Tom Hanks may be easily one of the most beloved American actors working today. He’s probably the only guy who could have credibly played Mr. Rogers for a reason. But as anyone who has seen Turner and Hooch will tell you, it’s probably not gonna be a good sign for somebody in any movie that teams Hanks up with a dog.
I bring that up because as much as Turner and Hooch was largely played for laughs, 2021’s Finch was basically just Hanks, a robot, and a dog, and it’s a lot less amusing by design.
Inventor Finch Weinberg is living alone in a world severely damaged by a solar flare. Even short exposures to sunlight unprotected can instantly burn a man’s skin. He’s been finding what food and goods he can for himself by scavenging, and his only real companion is his dog Goodyear. He’s in the process of building a robot for reasons that he doesn’t quite reveal right away, but he has to cut that a bit short due to a storm that’s coming, one that will obliterate what’s left of his St. Louis home. As such, he has to hit the road in his protective RV and hope there’s a new place he and his small band can find shelter somewhere to the West. The robot, taking the name Jeff and voiced by actor Caleb Landry Jones, is a bit clumsy, but he has to learn fast. See, Finch knows he’s dying, and someone will need to care for Goodyear when he’s gone.
Told ya something bad is gonna happen to someone if Hanks is performing opposite a dog.
The movie itself is a slowly paced sort of thing that only gradually gives up its narrative secrets, and it’s whole success of failure does more or less rest on Hanks’s more-than-capable shoulders. His Finch is a man who lives mostly in fear. He doesn’t trust other people, and while there aren’t really any to see on screen, they do exist in this world and he has good reason to distrust them. That said, the movie does hint that Finch wasn’t exactly a people person even before the solar flare hit. He’s not a man who ever went very far geographically, and it would seem his general preference for machines over people may have been what kept him alive this long.

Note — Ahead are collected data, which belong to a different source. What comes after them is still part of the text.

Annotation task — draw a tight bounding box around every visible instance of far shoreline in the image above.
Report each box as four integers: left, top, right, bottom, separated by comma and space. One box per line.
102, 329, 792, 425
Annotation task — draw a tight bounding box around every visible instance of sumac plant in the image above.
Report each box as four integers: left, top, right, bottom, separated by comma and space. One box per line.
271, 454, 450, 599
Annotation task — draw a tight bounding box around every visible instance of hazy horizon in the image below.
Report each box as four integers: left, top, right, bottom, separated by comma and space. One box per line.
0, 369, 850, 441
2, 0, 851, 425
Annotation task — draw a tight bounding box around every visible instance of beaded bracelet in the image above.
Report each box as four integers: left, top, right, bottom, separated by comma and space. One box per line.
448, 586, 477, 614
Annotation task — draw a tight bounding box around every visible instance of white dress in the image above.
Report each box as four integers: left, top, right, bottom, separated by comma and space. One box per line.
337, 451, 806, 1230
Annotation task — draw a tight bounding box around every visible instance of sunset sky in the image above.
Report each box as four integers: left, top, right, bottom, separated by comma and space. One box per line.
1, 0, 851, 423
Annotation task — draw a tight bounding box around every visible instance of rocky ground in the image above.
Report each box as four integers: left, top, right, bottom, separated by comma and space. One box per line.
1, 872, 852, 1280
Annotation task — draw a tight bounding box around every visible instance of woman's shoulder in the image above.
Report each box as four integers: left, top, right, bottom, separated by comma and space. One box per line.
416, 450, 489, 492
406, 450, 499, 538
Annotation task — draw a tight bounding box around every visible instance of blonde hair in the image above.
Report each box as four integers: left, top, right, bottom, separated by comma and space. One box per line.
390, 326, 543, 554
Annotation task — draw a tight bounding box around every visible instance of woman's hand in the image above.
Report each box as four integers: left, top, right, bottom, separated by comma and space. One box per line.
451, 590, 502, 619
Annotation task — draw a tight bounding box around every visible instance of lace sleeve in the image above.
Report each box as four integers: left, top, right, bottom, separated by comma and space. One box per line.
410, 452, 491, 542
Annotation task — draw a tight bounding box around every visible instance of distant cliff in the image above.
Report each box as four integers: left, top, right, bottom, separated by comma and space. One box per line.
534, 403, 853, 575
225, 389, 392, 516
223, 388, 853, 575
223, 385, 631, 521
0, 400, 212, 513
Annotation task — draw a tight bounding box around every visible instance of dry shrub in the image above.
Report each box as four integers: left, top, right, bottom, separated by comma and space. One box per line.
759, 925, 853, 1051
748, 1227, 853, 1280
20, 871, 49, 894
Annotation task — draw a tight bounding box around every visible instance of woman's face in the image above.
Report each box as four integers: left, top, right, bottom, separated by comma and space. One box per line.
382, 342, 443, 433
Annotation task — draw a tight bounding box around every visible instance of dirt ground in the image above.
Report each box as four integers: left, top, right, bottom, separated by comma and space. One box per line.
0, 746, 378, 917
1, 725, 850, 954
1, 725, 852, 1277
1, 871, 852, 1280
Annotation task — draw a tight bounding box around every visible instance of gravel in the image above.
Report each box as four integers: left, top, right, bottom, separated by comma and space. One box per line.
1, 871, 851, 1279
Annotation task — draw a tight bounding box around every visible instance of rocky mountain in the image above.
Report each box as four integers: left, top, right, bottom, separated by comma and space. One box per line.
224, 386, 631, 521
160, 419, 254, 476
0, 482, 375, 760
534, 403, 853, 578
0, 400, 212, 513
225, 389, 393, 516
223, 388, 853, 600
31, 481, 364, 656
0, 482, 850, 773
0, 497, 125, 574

The movie ends in a rather improbable manner in many respects. There may be room in the world, if not for Finch, then for Goodyear and Jeff. As much as Hanks did his usual good job, his two costars were no slouches either. All that said, I wouldn’t call this a great movie by any stretch of the imagination. Oh, its fine, but at the same time, it doesn’t seem to be anything that I would go out of my way for. Movies like Finch are the sort that go for tears, and even if they get them, they seem to be rather obvious attempts to get them. The ending of this movie is, all things being equal, a little too pat given what came before it.